J’ai vu mon oncle quand son papa est décédé en 2018. On échangeait par téléphone. Il avait une très grande importance pour moi. Il m’a tout apporté, comme un grand frère. Nous n’avions pas beaucoup de différence d’âge. Il souffrait d’un trouble de la personnalité depuis le décès de sa maman en 2004. Il se prenait pour un chef cuisinier, pour un éducateur, pour un tas de personnes. C’était difficile de communiquer avec lui parce qu’il fallait jongler entre le vrai et le faux.

Il était sous tutelle. Quand son tuteur m’a appelé pour me dire qu’il était décédé, je lui ai fait répéter deux fois. Je suis retourné à Dijon grâce à mes sœurs. Je suis allé à la mise en bière. Je n’en reviens toujours pas qu’il soit parti. Le jour même j’ai appelé tous ses amis, toutes les personnes qui ont compté pour lui. J’ai écrit une lettre qui a été lue par une personne que je connais et qui le connaissait très bien. Je l’appelle tous les soirs en pensant qu’il va décrocher ou qu’il va m’appeler. Maintenant ça me dit que la ligne n’est pas attribuée.

" Il parlait tout le temps de la mort "

Il était très dépressif. Il parlait tout le temps de la mort. Il voulait rejoindre sa maman. Je m’en veux parce que je sentais qu’il était déprimé. Ses amis ne venaient pas le voir. Il avait un psychiatre, une infirmière libérale, une personne qui faisait son ménage, une personne qui l’emmenait en course. Le mieux selon moi, c’était qu’il aille en foyer, parce qu’il n’était pas autonome. Mais c’était trop tôt pour partir.
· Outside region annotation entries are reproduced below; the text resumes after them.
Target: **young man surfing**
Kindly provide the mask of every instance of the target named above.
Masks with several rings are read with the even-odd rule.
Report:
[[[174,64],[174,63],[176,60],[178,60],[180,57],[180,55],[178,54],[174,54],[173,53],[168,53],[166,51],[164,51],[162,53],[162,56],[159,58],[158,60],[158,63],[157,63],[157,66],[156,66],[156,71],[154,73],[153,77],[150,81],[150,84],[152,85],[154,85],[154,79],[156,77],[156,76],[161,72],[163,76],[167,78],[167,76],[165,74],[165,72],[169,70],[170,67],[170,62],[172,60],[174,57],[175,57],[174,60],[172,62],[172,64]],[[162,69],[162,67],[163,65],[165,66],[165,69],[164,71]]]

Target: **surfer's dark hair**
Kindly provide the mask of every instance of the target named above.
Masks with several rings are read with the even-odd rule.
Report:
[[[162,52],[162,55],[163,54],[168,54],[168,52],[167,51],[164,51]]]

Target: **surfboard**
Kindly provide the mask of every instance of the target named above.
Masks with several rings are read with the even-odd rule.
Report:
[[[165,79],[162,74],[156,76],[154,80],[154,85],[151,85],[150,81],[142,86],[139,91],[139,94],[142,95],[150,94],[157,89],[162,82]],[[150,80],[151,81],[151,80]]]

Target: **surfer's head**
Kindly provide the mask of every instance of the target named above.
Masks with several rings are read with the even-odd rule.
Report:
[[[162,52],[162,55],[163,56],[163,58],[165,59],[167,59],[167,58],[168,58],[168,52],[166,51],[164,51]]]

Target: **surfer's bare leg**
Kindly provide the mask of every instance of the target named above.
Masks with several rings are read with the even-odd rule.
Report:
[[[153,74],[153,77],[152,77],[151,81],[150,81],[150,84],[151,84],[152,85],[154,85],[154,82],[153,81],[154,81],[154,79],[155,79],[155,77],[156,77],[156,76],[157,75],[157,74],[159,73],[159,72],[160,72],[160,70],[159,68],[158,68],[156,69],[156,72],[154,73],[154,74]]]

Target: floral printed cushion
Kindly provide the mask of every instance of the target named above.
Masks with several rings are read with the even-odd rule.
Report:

Il m’a fait aimer le cinéma. Lui aimait beaucoup les James Bond. Il m’a fait aimer les DVD. Je ne sais pas combien il en avait. Il m’a offert des encyclopédies sur le cinéma. Il m’a fait tout aimer. Si j’ai pu survivre à mon père, c’est en grande partie grâce à lui, mes grands-parents et mon père spirituel que j’ai rencontré en IME et qui est parti à cause d’un cancer. J’ai écrit dans mon texte : ‘Quand je regarderai les étoiles, vous veillerez sur moi’.

Pour l’instant je ne connais personne à Marseille, donc je me sens seul. C’est difficile. Mes amis sont plutôt à Dijon. C’est difficile de les contacter. C’est par téléphone ou SMS, mais ce n’est pas comme si c’était réel. Je ne sais pas à qui parler de mon oncle. J’ai deux sœurs, mais l’une est très occupée par son travail et l’autre est devenue maman le 5 décembre dernier. Mon père et mes grands-parents paternels, je ne les regrette pas du tout à cause de ce qui s’est passé. Je ne me sens pas triste. Mais mes grands-parents, mon oncle et mon père spirituel, c’était quelque chose de fort qui nous liait."